Basic Mathematics for Linear Regression and Least Square Method

Basic Mathematics for Linear Regression and Least Square Method


Background

In statistics, linear regression is a linear approach to modeling the relationship between a scalar response and one or more explanatory variables. The case of one explanatory variable is call simple linear regression; for more than one, the process is called multiple linear regression. In linear regression, the relationship are modeled using linear predictor functions whose unknown model parameters are estimated from the data. Such models are called linear models.

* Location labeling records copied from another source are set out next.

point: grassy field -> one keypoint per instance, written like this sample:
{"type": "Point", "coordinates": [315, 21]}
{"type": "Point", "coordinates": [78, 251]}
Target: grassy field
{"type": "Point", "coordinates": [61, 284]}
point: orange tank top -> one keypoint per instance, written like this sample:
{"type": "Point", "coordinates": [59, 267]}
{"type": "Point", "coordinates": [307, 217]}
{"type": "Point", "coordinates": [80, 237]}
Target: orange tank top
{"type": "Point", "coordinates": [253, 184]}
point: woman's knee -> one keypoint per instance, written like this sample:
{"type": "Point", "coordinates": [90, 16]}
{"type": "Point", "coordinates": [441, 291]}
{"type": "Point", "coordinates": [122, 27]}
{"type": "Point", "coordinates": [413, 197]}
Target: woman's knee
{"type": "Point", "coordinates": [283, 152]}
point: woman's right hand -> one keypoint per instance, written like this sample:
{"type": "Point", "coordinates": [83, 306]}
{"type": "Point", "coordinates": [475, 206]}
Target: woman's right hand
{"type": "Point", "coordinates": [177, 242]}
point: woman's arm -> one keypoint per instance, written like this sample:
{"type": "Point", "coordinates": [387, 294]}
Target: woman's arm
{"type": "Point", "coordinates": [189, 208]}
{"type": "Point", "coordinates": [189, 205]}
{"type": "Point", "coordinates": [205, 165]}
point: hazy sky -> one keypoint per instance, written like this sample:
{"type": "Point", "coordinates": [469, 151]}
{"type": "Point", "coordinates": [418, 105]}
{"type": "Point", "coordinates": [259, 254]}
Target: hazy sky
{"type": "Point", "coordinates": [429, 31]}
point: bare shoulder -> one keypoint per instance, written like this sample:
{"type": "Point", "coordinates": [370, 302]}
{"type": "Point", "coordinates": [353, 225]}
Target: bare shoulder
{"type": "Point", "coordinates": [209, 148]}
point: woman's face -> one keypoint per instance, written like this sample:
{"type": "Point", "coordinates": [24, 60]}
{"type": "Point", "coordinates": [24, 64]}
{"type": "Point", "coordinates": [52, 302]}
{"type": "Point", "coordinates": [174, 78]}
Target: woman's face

Most, commonly, the conditional mean of the response given the values of the explanatory variables is assumed to be an affine function of those values. Like all forms of regression analysis, linear regression focuses on the conditional probability distribution of the response given the values of the predictors.
Linear regression was the first type of regression analysis to be studied rigorously, and to be used extensively in practical applications. This is because models which depend linearly on their unknown parameters are easier to fit than models which are non-linearly related to their parameters and because the statistical properties of the resulting estimators are easier to determine.

Mathematical Approach

Linear regression models are often fitted using the least squares approach, but they may also be fitted in other ways, such as by minimizing the “lack of fit” in some other norm (as with least absolute deviations regression), or by minimizing a penalized version of the least squares cost function as in ridge regression (L2-norm penalty) and lasso (L1-norm penalty). Conversely, the least squares approach can be used to fit models that are not linear models. Thus, although the terms “least squares” and “linear model” are closely linked, they are not synonymous.

Least Squares

Background & Founding

The method of least squares grew out of the fields of astronomy and geodesy, as scientists and mathematicians sought to provide solutions to the challenges of navigating the Earth’s oceans during the Age of Exploration. The accurate description of the behavior of celestial bodies was the key to enabling ships to sail in open seas, where sailors could no longer rely on land sightings for navigation.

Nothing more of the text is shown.